Najé showed Jeolan how to activate the commgate and to connect to Gorkun City. When Gebd’s 3D image appeared, Najé asked, “Gebd, is this connection secure?”
     “Yes, Najé. Go ahead.”
     “Send the ship to me, please. I intend to leave with Miss Madjen in about thirty equ. minutes or so.”
     “Done, Najé.”
     “Now, Gebd, please pay attention. I am leaving my commgate to Jeolan. You will contact him whenever you need to, and you will instruct him on what he has to do.”
     “Yes, Najé,” said Gebd.
     “Say hello to Gebd, Jeolan,” invited Najé.
     Jeolan started talking emotionally, “Hello, Gebd. Please rest assured I shall do anything you, or any other Gentleman from Gorkun City, want me to do—anything!”
     Gebd smiled then replied, “That is very good news, Jeolan, because we have a lot of work to do together. Make sure you do understand precisely whatever we tell you to do, and use the commgate whenever you need further instructions. Did Najé explain to you how to take care of the commgate?”
     “Yes, Gebd. I shall chain it to my hand,” promised Jeolan.
     “Ha, ha! That’s the spirit! See you, Jeolan,” replied Gebd amused.
     “Thank you, Gebd,” managed Jeolan.
     The connection closed. Jeolan took the commgate carefully with both his hands, as if it were a precious religious artifact, then he left the suite.
     Najé turned towards Raika and smiled caringly at her. He said, “Well, My Dear, from now on we are going to be alone for a while.”
     She replied in a serious tone, “I should go pack a few things, Najé—”
     He interrupted her, “No, Raika. For this trip you do not have to take anything with you. You are going to find everything you need ready for you on the ship, including intimate articles, packed by our Ladies in Gorkun City.”
     She asked perplexed, “Why, Najé?”
     He explained, “The little spaceship you know is a Warship now. Therefore, each object inside it needs to be previously evaluated, in order to limit possible hazards.”
     “Oh, I see. Well, let’s go,” said Raika casually.
     “Are you not afraid, Raika?” asked Najé deeply impressed by her relaxed attitude.
     She smiled ironically at him, then said, “You know, Najé, I am going to tell you something now, although I am not totally confident I should . . . The truth is, I am very scared since this awful War started, and this is no matter where I am, or what I do. However, the only place where I do find little relaxation is . . . near you. I know I shall feel much better being with you in front of the Hurrans, than alone here, or in Gorkun City.”
     “I intend to take very good care of you, Raika,” promised Najé tenderly.

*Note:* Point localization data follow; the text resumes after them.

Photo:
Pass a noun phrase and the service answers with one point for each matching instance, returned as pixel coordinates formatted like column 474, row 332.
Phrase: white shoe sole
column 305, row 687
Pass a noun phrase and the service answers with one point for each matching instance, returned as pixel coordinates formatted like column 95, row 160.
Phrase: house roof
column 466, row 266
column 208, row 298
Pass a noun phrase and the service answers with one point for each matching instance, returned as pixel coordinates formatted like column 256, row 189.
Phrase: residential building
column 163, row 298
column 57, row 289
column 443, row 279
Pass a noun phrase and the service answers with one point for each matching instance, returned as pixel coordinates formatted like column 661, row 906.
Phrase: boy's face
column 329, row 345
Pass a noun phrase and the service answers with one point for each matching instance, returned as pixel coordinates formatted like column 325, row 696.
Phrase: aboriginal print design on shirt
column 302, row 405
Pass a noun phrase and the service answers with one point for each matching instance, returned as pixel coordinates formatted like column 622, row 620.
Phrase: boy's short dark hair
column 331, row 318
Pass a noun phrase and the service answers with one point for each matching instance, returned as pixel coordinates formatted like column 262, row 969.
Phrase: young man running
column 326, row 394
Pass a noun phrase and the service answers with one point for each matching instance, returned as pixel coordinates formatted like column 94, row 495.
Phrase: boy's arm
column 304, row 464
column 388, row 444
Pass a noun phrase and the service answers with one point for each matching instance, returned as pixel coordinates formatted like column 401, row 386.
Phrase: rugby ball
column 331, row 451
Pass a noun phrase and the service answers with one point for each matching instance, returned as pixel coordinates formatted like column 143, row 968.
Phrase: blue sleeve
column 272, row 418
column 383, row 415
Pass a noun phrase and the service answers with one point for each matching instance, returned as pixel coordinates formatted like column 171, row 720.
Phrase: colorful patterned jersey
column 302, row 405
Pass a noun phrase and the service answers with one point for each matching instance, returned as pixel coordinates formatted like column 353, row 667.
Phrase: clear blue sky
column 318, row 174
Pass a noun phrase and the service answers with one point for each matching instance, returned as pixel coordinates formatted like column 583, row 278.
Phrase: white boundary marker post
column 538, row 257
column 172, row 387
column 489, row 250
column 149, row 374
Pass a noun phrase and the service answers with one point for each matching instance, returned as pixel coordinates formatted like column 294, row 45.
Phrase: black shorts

     She replied in a casual tone, “I know.”
     He smiled at her, then added, “On the other hand, My Dear, we could very well die together in this dangerous mission.”
     She said hesitantly, “If you hold my hand . . . or if you are close to me . . . I shall not be afraid, Najé.”
     He felt deeply touched by her words; he said, “You are a very brave little girl, Raika, and I am going to do whatever is possible to make this mission just an easy journey for you.”
     She smiled intimately at him, then replied, “I know it, Najé. This is why I said I feel safer near you than anywhere else.”

     They went outside the building, and they had to wait for a few more equ. minutes until the little ship came and landed inside the Convention Council Plaza. There was plenty of security around, and a sea of people were watching them silently, with hope in their eyes. They all started to applaud and to cheer when Raika and Najé climbed aboard. The two heroes waved to the people, then the entrance gate closed and the little ship took off gently.